For the second time in two days, a radio-telemetry collar apparently cut from a lynx has been found in Southwest Colorado, this time on Missionary Ridge just north of Durango.

Wildlife officials speculate that someone shot the female lynx. Deer and elk hunting seasons are now in progress. No evidence of lynx remains was found.

Tanya Shenk, the Colorado Division of Wildlife’s lead lynx researcher, said the lynx, released in 2004, had given birth to three kittens in May or June 2005. Without their mother, the kittens will die, she said.

“They are just too young to make it on their own,” Shenk said.

Officials from the Colorado Division of Wildlife found the collar Thursday after it transmitted a signal the animal had died. The collar was found in snow near Missionary Ridge, about 20 miles northeast of Durango.

Another collar, also cut from a lynx, was dropped into a slot at the Silverton post office on Tuesday, about 20 miles from where the other collar was found. No other information was provided. Wildlife officials are concerned that lynx also was killed illegally. That collar was removed from a male lynx born in Southwest Colorado in 2004. The cat had been trapped and collared by the DOW last winter.

“It’s hard to say whether the two cases are connected. But we are investigating.
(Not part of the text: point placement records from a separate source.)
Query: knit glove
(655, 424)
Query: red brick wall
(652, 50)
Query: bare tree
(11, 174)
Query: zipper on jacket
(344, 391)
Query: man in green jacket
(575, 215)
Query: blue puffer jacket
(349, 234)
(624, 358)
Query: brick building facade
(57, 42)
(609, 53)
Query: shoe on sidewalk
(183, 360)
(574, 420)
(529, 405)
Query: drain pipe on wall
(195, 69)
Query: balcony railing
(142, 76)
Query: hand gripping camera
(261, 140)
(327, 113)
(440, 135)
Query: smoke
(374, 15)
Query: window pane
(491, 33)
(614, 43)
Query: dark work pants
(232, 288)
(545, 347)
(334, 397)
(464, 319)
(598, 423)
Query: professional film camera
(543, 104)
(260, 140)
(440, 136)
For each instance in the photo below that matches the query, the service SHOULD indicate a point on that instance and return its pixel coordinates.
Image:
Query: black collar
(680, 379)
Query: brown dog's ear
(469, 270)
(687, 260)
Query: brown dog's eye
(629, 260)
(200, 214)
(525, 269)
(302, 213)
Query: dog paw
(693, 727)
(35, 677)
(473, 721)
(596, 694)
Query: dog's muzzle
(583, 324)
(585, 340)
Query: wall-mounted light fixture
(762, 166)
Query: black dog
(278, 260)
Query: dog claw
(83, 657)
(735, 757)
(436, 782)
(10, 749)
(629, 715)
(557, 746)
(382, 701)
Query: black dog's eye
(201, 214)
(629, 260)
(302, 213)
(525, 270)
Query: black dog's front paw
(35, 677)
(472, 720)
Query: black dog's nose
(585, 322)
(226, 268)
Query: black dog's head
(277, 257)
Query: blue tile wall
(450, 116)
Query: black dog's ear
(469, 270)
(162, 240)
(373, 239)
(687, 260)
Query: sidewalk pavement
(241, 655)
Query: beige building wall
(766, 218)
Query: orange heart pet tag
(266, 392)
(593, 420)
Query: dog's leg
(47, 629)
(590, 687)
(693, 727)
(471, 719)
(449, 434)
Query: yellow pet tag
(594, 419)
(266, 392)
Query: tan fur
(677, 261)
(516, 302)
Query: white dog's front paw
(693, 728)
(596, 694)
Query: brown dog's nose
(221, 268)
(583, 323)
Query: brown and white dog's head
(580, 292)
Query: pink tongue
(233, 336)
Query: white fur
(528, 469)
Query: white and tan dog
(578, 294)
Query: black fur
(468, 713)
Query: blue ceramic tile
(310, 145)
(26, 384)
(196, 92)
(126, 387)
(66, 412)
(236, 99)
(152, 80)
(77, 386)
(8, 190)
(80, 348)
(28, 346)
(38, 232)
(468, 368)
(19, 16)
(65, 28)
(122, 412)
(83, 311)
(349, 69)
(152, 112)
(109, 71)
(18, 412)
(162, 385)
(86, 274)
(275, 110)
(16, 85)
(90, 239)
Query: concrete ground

It looks a little suspicious,” said Joe Lewandowski of the Durango DOW office.

Nine conservation groups have said they will pay $4,400 for information that leads to a conviction in the death of the animals.

“If this does indicate poaching and thoughtless behavior by some individuals, it puts the return of lynx at risk,” said Mark Pearson, executive director of Durango-based San Juan Citizens Alliance.
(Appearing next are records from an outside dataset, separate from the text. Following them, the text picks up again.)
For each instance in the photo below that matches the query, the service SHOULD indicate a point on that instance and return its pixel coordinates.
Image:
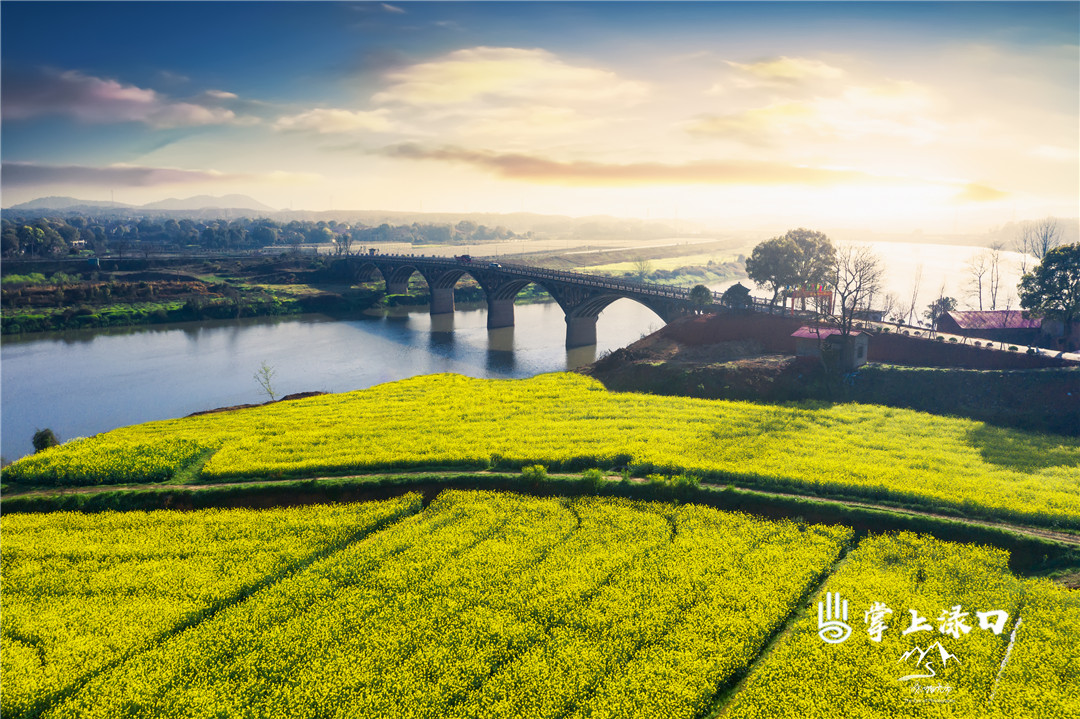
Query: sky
(895, 116)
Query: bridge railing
(601, 281)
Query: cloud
(785, 70)
(758, 125)
(94, 99)
(973, 192)
(579, 173)
(505, 75)
(328, 120)
(890, 109)
(25, 174)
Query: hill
(571, 422)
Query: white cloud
(507, 75)
(328, 120)
(95, 99)
(899, 110)
(784, 70)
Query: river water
(83, 382)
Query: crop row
(572, 422)
(490, 605)
(495, 605)
(80, 592)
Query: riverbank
(1038, 399)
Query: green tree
(937, 308)
(643, 268)
(797, 257)
(1052, 289)
(44, 439)
(265, 378)
(701, 297)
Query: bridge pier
(442, 300)
(500, 313)
(580, 331)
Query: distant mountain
(190, 204)
(210, 202)
(64, 203)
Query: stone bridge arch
(581, 297)
(583, 308)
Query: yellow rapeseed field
(500, 605)
(565, 420)
(81, 592)
(950, 659)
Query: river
(83, 382)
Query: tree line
(845, 284)
(32, 236)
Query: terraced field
(572, 422)
(497, 605)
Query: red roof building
(998, 325)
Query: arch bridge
(581, 296)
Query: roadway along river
(83, 382)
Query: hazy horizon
(942, 118)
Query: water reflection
(86, 381)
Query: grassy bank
(1030, 553)
(570, 422)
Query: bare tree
(979, 266)
(902, 312)
(1037, 239)
(915, 293)
(889, 306)
(855, 276)
(995, 273)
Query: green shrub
(537, 472)
(592, 479)
(44, 439)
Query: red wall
(774, 333)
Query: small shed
(810, 342)
(998, 325)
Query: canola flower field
(499, 605)
(569, 421)
(81, 592)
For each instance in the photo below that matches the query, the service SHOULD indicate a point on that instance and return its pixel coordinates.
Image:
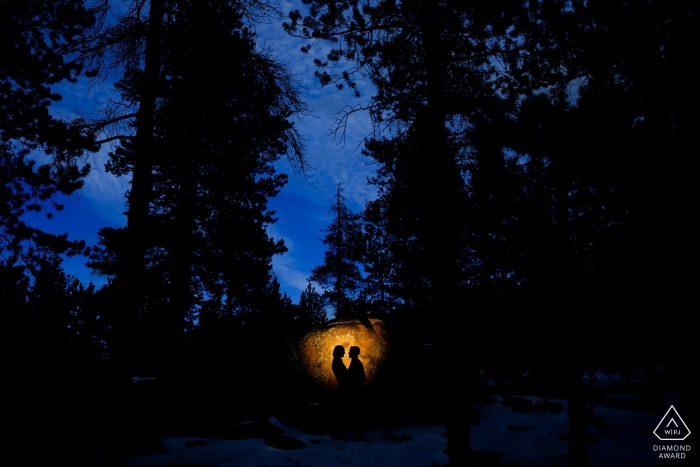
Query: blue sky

Conservation groups in Colorado have worked hard to ensure that the state has a healthy lynx population, said Wendy Keefover-Ring of Sinapu.
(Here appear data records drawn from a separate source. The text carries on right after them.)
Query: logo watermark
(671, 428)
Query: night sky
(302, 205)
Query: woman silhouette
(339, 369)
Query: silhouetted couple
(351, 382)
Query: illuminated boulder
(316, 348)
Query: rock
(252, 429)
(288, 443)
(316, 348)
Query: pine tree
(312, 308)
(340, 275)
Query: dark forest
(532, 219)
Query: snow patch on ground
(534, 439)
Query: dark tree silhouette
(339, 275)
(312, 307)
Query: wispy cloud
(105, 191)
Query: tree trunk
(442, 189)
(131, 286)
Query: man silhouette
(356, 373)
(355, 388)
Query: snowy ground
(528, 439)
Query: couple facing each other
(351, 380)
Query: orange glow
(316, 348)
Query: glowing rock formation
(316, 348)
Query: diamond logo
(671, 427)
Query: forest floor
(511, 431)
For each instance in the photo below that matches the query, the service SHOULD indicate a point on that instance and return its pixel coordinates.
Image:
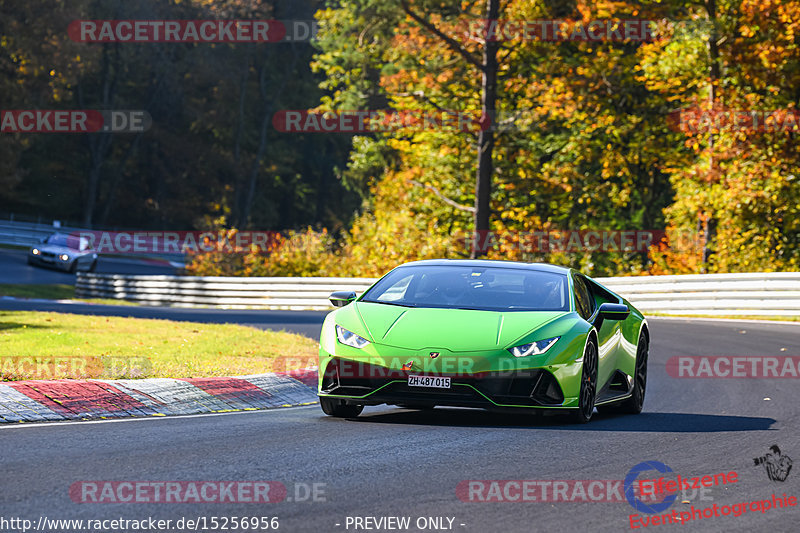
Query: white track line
(706, 319)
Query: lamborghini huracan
(484, 334)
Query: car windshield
(469, 287)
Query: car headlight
(533, 348)
(348, 338)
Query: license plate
(429, 381)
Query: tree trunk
(483, 181)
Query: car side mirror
(342, 298)
(609, 311)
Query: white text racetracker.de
(400, 523)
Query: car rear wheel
(588, 391)
(338, 408)
(634, 404)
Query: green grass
(115, 347)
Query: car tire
(338, 408)
(588, 390)
(634, 404)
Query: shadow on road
(645, 422)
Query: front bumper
(368, 384)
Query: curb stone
(52, 400)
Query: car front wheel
(338, 408)
(588, 390)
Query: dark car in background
(63, 252)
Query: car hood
(453, 329)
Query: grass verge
(37, 345)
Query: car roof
(486, 263)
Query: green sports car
(485, 334)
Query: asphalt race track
(395, 462)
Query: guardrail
(224, 292)
(768, 294)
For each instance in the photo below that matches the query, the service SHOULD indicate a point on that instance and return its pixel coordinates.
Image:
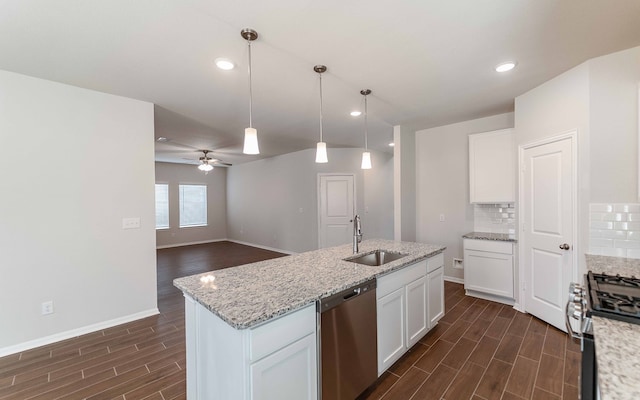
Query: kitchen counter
(617, 343)
(250, 294)
(501, 237)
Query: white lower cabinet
(276, 360)
(391, 328)
(286, 374)
(417, 321)
(403, 307)
(488, 269)
(435, 290)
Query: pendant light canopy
(250, 134)
(321, 149)
(366, 155)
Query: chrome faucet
(357, 233)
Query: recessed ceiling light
(506, 66)
(224, 63)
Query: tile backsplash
(494, 218)
(614, 229)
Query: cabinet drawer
(435, 262)
(275, 335)
(399, 278)
(493, 246)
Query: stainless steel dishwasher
(348, 342)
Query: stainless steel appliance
(348, 342)
(606, 296)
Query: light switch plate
(131, 223)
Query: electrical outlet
(47, 307)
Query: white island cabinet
(410, 301)
(275, 360)
(488, 270)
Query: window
(193, 205)
(162, 206)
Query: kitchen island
(242, 322)
(617, 342)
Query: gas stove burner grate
(621, 304)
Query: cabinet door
(391, 328)
(417, 322)
(288, 374)
(491, 167)
(489, 273)
(435, 289)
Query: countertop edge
(298, 303)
“We’re disappointed that these rogue individuals are acting so irresponsibly,”she said.

The lynx is an endangered species in Colorado and is protected as a threatened species by federal law. Lewandowski said lynx pelts and taxidermy-prepared mounted lynx are sold illegally throughout the United States.

The DOW is tracking 110 lynx that have been fitted with radio collars. Since the lynx reintroduction program started in 1999, the DOW has released 204 lynx and has recorded 101 kittens born in Colorado. Of the 204, 66 have died, with eight confirmed shooting-related deaths.